Rainbow Rowell

Eleanor and Park

eleanor and park

Eleanor and Park By: Rainbow Rowell

Plot:

Eleanor… Red hair, wrong clothes. Standing behind him until he turns his head. Lying beside him until he wakes up. Making everyone else seem drabber and flatter and never good enough…Eleanor. Park… He knows she’ll love a song before he plays it for her. He laughs at her jokes before she ever gets to the punch line. There’s a place on his chest, just below his throat, that makes her want to keep promises…Park. Set over the course of one school year, this is the story of two star-crossed sixteen-year-olds—smart enough to know that first love almost never lasts, but brave and desperate enough to try.

Review:

Oh my god the feels. So many emotions. So many tears. This book was… so… I want to say incredible but that’s not the right word. I can’t think of the perfect word for this book. It wasn’t a roller coaster of emotion it was pretty much nonstop tears for me.

I guessed who was writing the notes on her books fairly quickly but there were enough red herrings to make me question myself.

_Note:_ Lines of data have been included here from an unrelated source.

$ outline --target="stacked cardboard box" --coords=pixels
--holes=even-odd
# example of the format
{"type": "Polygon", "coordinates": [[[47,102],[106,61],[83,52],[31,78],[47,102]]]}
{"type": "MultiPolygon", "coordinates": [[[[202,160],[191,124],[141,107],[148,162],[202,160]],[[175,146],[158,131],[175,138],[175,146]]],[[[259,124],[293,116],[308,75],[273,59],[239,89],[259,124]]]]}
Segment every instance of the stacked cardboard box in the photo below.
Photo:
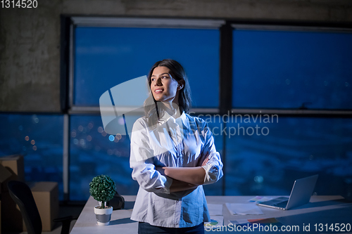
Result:
{"type": "MultiPolygon", "coordinates": [[[[22,155],[0,157],[0,226],[3,231],[26,231],[20,211],[8,193],[7,182],[12,180],[25,181],[24,160],[22,155]]],[[[58,183],[37,182],[30,184],[30,188],[42,219],[43,231],[52,230],[53,219],[58,216],[58,183]]]]}
{"type": "MultiPolygon", "coordinates": [[[[25,181],[24,160],[22,155],[0,157],[0,164],[10,174],[1,185],[1,229],[3,231],[22,231],[22,215],[15,202],[10,197],[7,183],[10,181],[25,181]]],[[[4,171],[4,170],[3,170],[4,171]]]]}

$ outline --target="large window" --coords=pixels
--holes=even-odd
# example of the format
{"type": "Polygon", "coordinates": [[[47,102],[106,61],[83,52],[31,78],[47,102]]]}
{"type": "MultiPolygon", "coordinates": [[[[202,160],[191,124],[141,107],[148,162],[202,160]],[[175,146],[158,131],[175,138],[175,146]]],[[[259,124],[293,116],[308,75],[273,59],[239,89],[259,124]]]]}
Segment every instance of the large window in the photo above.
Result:
{"type": "MultiPolygon", "coordinates": [[[[99,115],[99,98],[109,89],[148,74],[158,60],[172,58],[184,66],[189,77],[193,108],[216,112],[219,107],[219,28],[222,21],[124,20],[96,27],[94,19],[87,23],[84,18],[73,18],[70,103],[74,111],[69,118],[67,191],[71,200],[87,200],[89,182],[101,174],[115,181],[120,194],[137,194],[138,183],[132,179],[129,163],[129,137],[106,134],[99,115]]],[[[130,93],[122,98],[136,95],[133,90],[130,93]]],[[[126,123],[143,115],[125,114],[126,123]]],[[[216,141],[221,150],[222,138],[216,141]]],[[[220,181],[205,190],[208,195],[221,195],[222,187],[220,181]]]]}
{"type": "Polygon", "coordinates": [[[352,33],[233,31],[232,106],[352,109],[352,33]]]}
{"type": "Polygon", "coordinates": [[[104,131],[99,98],[173,58],[189,78],[191,115],[208,122],[224,162],[206,195],[288,195],[295,179],[318,174],[318,195],[352,196],[351,30],[65,19],[63,112],[0,115],[0,157],[24,155],[27,181],[58,181],[61,200],[86,200],[103,174],[119,193],[135,195],[129,136],[104,131]]]}
{"type": "Polygon", "coordinates": [[[97,106],[108,89],[172,58],[184,66],[195,94],[193,106],[217,108],[219,37],[212,29],[77,27],[73,105],[97,106]]]}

Rowell creates characters that are just real enough. They have their quirks and you can almost believe that they really exist but they’re just too awesome. If I was ever in a room with her characters I would be too awestruck by their collective awesome to say anything.

Maybe I just judge people to harshly and people like this really exist, but I don’t think so, at least not in my world. Awesome book, must buy.

5/5

Fangirl

fangirl

Fangirl By: Rainbow Rowell

Plot:

Cath is a Simon Snow fan. Okay, the whole world is a Simon Snow fan… But for Cath, being a fan is her life—and she’s really good at it. She and her twin sister, Wren, ensconced themselves in the Simon Snow series when they were just kids; it’s what got them through their mother leaving. Reading. Rereading. Hanging out in Simon Snow forums, writing Simon Snow fan fiction, dressing up like the characters for every movie premiere. Cath’s sister has mostly grown away from fandom, but Cath can’t let go. She doesn’t want to. Now that they’re going to college, Wren has told Cath she doesn’t want to be roommates. Cath is on her own, completely outside of her comfort zone. She’s got a surly roommate with a charming, always-around boyfriend, a fiction-writing professor who thinks fan fiction is the end of the civilized world, a handsome classmate who only wants to talk about words… And she can’t stop worrying about her dad, who’s loving and fragile and has never really been alone. For Cath, the question is: Can she do this? Can she make it without Wren holding her hand? Is she ready to start living her own life? Writing her own stories? And does she even want to move on if it means leaving Simon Snow behind?
Review:

I love Rainbow Rowell. I like to think if I ever met her we’d be friends.

*sigh*

Creepiness over.

Rowell creates great characters. People I understand and like to think I’d get along with. The people she writes are people I wish I met in real life. Maybe I’m just not getting out enough. Probably.

Fangirl could have easily been about me at that age. Well except for the twin sister, and the horrible mom, and the whole writing fanfiction. Cath is like an uber introvert and that’s how I was, or really wanted to be but I forced myself to leave more than she did. Of course I wasn’t an emotional wreck like Cath was, I guess that’s why my life isn’t a novel.

Oh well.

Awesome book, horrible review, this happens when I love a book/movie/tv show too much.